Wednesday, May 7, 2014
Finding Kindred Spirits
Last weekend, I had the opportunity to share a table at the Quad Cities 2014 Psychic and Paranormal Expo in Moline, Illinois. It was not the sort of event I would have definitely decided to attend, but I was invited to sell books (and read a few palms) by fellow supernatural writer -and paranormal investigator- Sylvia Shults. Sylvia was doing a presentation in conjunction with her amazing book, Fractured Spirits, a history, paranormal info included, of the Peoria State Hospital, a facility for the mentally ill that shuttered its doors in the 1970's and is haunted. Very haunted.
Since Sylvia also writes novels and short stories about the paranormal, and since I will happily do a short, five minute or so, palm reading for anyone who buys one of my books, sharing a table seemed both friendly and compatible.
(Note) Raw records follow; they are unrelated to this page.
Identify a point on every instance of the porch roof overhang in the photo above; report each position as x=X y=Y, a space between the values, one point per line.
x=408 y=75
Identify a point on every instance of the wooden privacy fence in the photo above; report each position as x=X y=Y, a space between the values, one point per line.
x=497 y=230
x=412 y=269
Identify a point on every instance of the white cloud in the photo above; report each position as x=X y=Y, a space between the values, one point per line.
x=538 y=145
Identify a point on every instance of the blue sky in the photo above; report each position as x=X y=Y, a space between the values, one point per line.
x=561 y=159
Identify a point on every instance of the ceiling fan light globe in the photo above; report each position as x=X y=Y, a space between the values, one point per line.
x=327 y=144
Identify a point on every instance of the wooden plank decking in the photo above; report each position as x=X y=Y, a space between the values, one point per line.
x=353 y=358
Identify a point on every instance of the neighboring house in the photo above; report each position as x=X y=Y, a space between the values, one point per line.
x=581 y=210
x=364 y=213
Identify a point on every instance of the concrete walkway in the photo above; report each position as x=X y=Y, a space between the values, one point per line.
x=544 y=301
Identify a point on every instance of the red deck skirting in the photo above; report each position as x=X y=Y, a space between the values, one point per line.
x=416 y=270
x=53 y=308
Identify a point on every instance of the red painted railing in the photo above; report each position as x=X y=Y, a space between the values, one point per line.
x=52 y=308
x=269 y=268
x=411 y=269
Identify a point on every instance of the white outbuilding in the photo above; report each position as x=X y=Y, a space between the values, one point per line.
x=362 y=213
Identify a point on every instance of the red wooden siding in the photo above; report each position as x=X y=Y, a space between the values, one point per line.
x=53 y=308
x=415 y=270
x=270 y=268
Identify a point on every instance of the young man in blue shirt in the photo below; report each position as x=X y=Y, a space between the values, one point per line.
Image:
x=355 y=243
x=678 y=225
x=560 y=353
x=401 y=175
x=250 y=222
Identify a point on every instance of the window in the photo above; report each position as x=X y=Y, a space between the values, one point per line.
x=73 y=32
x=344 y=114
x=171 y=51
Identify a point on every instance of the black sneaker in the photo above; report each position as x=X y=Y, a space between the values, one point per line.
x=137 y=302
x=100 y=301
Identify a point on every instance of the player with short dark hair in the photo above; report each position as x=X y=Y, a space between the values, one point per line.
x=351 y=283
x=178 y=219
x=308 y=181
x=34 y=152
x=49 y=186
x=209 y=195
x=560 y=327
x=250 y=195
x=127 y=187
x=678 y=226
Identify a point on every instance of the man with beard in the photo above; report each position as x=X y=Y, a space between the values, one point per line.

And what an event it turned out to be!
To our right sat a mother and daughter whose company hand-sews, knits, and crochets skirts, tops, and wraps in the most beautiful print fabrics and yarns imaginable. Directly across was a lady with two tables' worth of jewelry. Just past her were the people who do energy work on heads, as in scalps. And scattered throughout the vendor area, and it was enormous, were various tarot card readers, palm readers, psychics, and mediums. Sylvia was one of a whole list of speakers who had been scheduled for the entire day. And the entire day ran from 10 AM to 6 PM.
I had figured if I sold at least one book I would be happy. Anyone else ever feel that way at an author fest? Or a literary festival? If I sell one book, I can walk away and feel okay. I was shocked when, shortly after Sylvia spoke, our table was mobbed. Oh, I wasn't surprised people wanted her books. She's a terrific and engaging presenter, and her topic drew a standing-room-only crowd. But when that enthusiasm spilled over to my side and people began purchasing my work I was thrilled and humbled. And I spent some quality time explaining various lines in peoples' hands and what they usually mean.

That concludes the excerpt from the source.